An Adaptive Importance Sampling for Locally Stable Point Processes
Hee-Geon Kang, Sunggon Kim

TL;DR
This paper introduces an adaptive importance sampling method for efficiently estimating expectations of statistics in locally stable point processes, leveraging cross-entropy minimization for optimal importance process tuning.
Contribution
It proposes a novel adaptive importance sampling scheme restricted to homogeneous Poisson processes, with proven convergence and asymptotic normality, improving estimation efficiency.
Findings
Estimator converges almost surely to the true value.
Method outperforms traditional MCMC and perfect sampling in simulations.
Applicable to stationary pairwise interaction point processes.
Abstract
The problem of finding the expected value of a statistic of a locally stable point process in a bounded region is addressed. We propose an adaptive importance sampling for solving the problem.

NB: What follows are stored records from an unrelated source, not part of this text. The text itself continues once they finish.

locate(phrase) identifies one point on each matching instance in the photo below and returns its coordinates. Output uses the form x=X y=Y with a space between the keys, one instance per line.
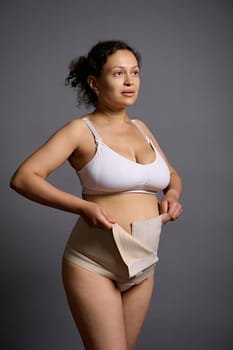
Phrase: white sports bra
x=109 y=172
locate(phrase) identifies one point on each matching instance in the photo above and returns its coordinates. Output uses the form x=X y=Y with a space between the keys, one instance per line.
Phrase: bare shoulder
x=144 y=127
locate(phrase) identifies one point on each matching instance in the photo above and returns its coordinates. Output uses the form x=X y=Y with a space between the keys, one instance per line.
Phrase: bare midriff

In our proposal, we restrict the importance point process to the family of homogeneous Poisson point processes, which enables us to generate quickly independent samples of the importance point process. The optimal intensity of the importance point process is found by applying the cross-entropy minimization method. In the proposed scheme, the expected value of the function and the optimal intensity are iteratively estimated in an adaptive manner. We show that the proposed estimator converges to the target value almost surely, and prove the asymptotic normality of it. We explain how to apply the proposed scheme to the estimation of the intensity of a stationary pairwise interaction point process.…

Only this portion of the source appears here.